Image from Russian state television.
Image from Russian state television.

Since his inauguration, Trump has received a lot of positive coverage from Russia's state media. Since mid-January, Time Will Tell, a live political talk show that airs weekdays on state television, has devoted five programs exclusively to the American president.

During one of those broadcasts, host Anatoly Kuzichev, who has called Trump “our president,” stood in front of a large screen with Trump’s face photoshopped onto an image of Star Wars’ character Obi-Wan Kenobi swinging his laser sword.

Kuzichev compared America’s new commander-in-chief to “a lone Jedi” on a mission to save America, who is “all alone out there when we can’t help him from all the way in Russia.”

FILE - A billboard with a portrait of Russian President Vladimir Putin is displayed on a street in Kerch, Crimea, April 7, 2016. The board reads: "Crimea. Russia. Forever."
FILE - A billboard with a portrait of Russian President Vladimir Putin is displayed on a street in Kerch, Crimea, April 7, 2016. The board reads: "Crimea. Russia. Forever."

Still, there have been notes of concern. While the new American president has stated repeatedly that he wants to improve the U.S.-Russian relationship — particularly with an eye toward cooperating against the Islamic State terror group — he has also proposed lifting the sanctions imposed on Russia for its annexation of Crimea in exchange for a deal with Moscow to reduce nuclear arms.

“I think nuclear weapons should be way down and reduced very substantially,” Trump said in an interview this month with the Times of London and Germany's Bild newspaper.
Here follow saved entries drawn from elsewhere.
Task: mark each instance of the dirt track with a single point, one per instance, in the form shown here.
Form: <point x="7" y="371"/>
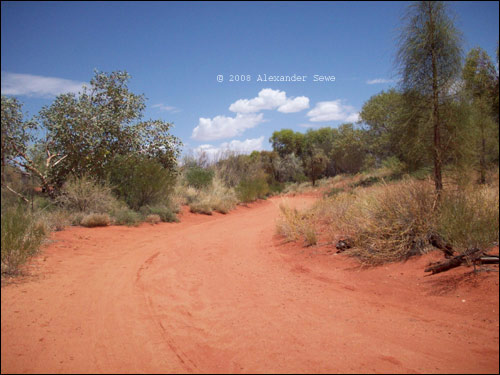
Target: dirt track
<point x="223" y="294"/>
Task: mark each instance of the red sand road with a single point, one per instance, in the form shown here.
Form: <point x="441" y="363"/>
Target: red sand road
<point x="223" y="294"/>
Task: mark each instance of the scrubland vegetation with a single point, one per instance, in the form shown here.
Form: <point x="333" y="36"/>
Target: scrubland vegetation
<point x="422" y="159"/>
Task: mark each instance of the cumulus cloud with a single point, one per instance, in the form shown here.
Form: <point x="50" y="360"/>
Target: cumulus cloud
<point x="333" y="111"/>
<point x="225" y="127"/>
<point x="239" y="147"/>
<point x="379" y="80"/>
<point x="294" y="105"/>
<point x="270" y="99"/>
<point x="166" y="108"/>
<point x="37" y="86"/>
Image from Russian state television.
Image from Russian state television.

Those comments were greeted in Moscow with caution and skepticism. Russian Foreign Minister Sergei Lavrov said Moscow expects a dialogue with Washington on nuclear weapons, but said any negotiations should include new hypersonic weapons, a U.S. missile shield in Europe, space weapons and nuclear testing.

Konstantin Kosachev, the head of the international affairs committee of the Federation Council, the upper house of Russia’s parliament, said Trump’s proposal shouldn’t be given “the status of an official proposal,” adding that the U.S. president’s comments were “speculative” in nature.

Apparently, the Russian public is also skeptical about the proposal to lift sanctions in exchange for nuclear arms reduction: In the VTsIOM poll from earlier this month, 55 percent of the respondents said they opposed such a deal.

FILE - A boy to shoots a machine gun with blanks, at a weapon exhibition during a military show outside St.Petersburg, Russia, Jan. 15, 2017.
FILE - A boy to shoots a machine gun with blanks, at a weapon exhibition during a military show outside St.Petersburg, Russia, Jan. 15, 2017.

Another poll, conducted January 20-23 by the Levada Center, Russia’s only independent national polling agency, found the number of Russians seeing an improvement in U.S.-Russian relations has dropped 9 percentage points since November.

Levada Center Deputy Director Alexei Grazhdankin told VOA’s Russian service he believed the drop in optimism about U.S.-Russian relations was due to the Russian media’s coverage of American politics.

"All the recent reports in the [Russian] press and on television [on this subject] in December-January can be summarized as saying that Trump’s desire to improve relations with Russia is facing stiff resistance from other power structures in the United States,” he said.

“Therefore, they said, it is quite possible his plans will not quickly be implemented in practice, and for that matter will wind up being nothing more than election promises.”

Victor Vladimirov contributed to this report from Moscow.